Nada como la muerte de una figura pública para que periodistas y blogueros reciban la luz de la inspiración articulística. El rutinario y letal «¿sobre qué escribir hoy?» se borra ipsofactamente del desánimo en cuanto salta la noticia del fallecimiento de alguien. Hoy el material nos lo brinda Daniel Darc, que además fue uno de esos personajes novelescos que tanto juego literario dan.
—Cínico estás, Gog.
—Es el frío, que me calienta la amargura.
Daniel Darc era una de esas almas abastardadas, indómitas, desafiantes, una personalidad en permanente exceso, un punk ilustrado, un maudit.
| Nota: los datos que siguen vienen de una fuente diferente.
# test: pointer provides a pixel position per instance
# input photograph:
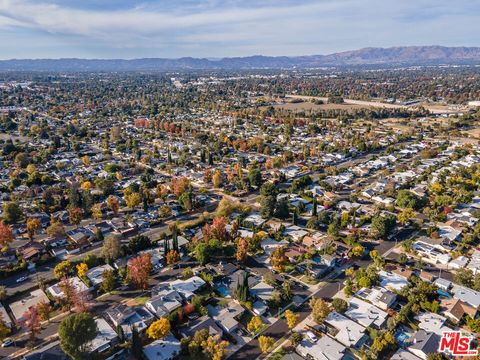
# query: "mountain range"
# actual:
(394, 56)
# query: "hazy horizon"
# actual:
(129, 29)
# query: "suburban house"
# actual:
(325, 348)
(164, 302)
(349, 333)
(164, 349)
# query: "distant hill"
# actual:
(406, 55)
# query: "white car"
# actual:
(312, 336)
(22, 279)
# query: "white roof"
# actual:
(365, 314)
(95, 274)
(324, 349)
(104, 337)
(19, 307)
(467, 295)
(402, 354)
(390, 280)
(262, 290)
(349, 332)
(78, 284)
(431, 322)
(187, 287)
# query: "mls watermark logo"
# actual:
(456, 344)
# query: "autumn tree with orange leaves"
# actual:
(6, 234)
(139, 269)
(217, 230)
(242, 249)
(172, 257)
(179, 185)
(31, 322)
(113, 204)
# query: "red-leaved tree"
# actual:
(139, 269)
(31, 321)
(6, 234)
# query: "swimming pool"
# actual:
(443, 293)
(222, 290)
(401, 337)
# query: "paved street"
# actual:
(277, 330)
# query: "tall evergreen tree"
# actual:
(166, 247)
(175, 238)
(136, 344)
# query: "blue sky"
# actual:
(220, 28)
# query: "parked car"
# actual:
(7, 342)
(22, 279)
(312, 336)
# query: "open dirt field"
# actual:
(308, 106)
(359, 103)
En los últimos tiempos, este músico parisino era un tatuaje andante; apenas le quedaba piel en la que dibujar algo, como si quisiera mostrar por fuera, a modo de espejo, esa alma suya tatuada de inconformismo y dolor existencial. Teloneaba a Talking Heads en 1979 con su primer grupo, Taxi Girl —y aquí vienen los datos sórdidos que tanto nos gustan— cuando se cortó las venas sobre el escenario. Un par de años después la banda alcanzó cierta popularidad con Cherchez le garçon. Al desmembrarse el grupo (estaba también el hoy popularísimo productor Mirwais, Madonna lo sabe), Darc continuó la búsqueda en solitario, dando más traspiés de los aconsejables para hacer carrera. Demasiadas adicciones y cierta querencia por dar con sus huesos en prisión. En 2004 sus astros se le alinearon por fin y resurgió con Crevecoeur (Water Music). Acaparó algo de popularidad, lo que le permitió otro par de álbumes notables.
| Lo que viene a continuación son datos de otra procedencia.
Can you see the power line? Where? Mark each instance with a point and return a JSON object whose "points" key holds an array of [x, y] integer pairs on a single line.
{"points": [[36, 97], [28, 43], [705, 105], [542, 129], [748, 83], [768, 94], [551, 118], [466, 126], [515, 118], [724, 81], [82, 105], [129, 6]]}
Las drogas le habían salvado la vida, decía. De hecho, fue un polémico defensor de ellas. Pero un cóctel de alcohol y barbitúricos acabó con él a los 53 años el último día de febrero el breve. En «J’irai au paradis» —segundo corte de Amours supremes (Water Music, 2008) escribió: cuando muera iré al Cielo / porque me he pasado la vida en el Infierno. Así sea; seguro que lo hace más interesante.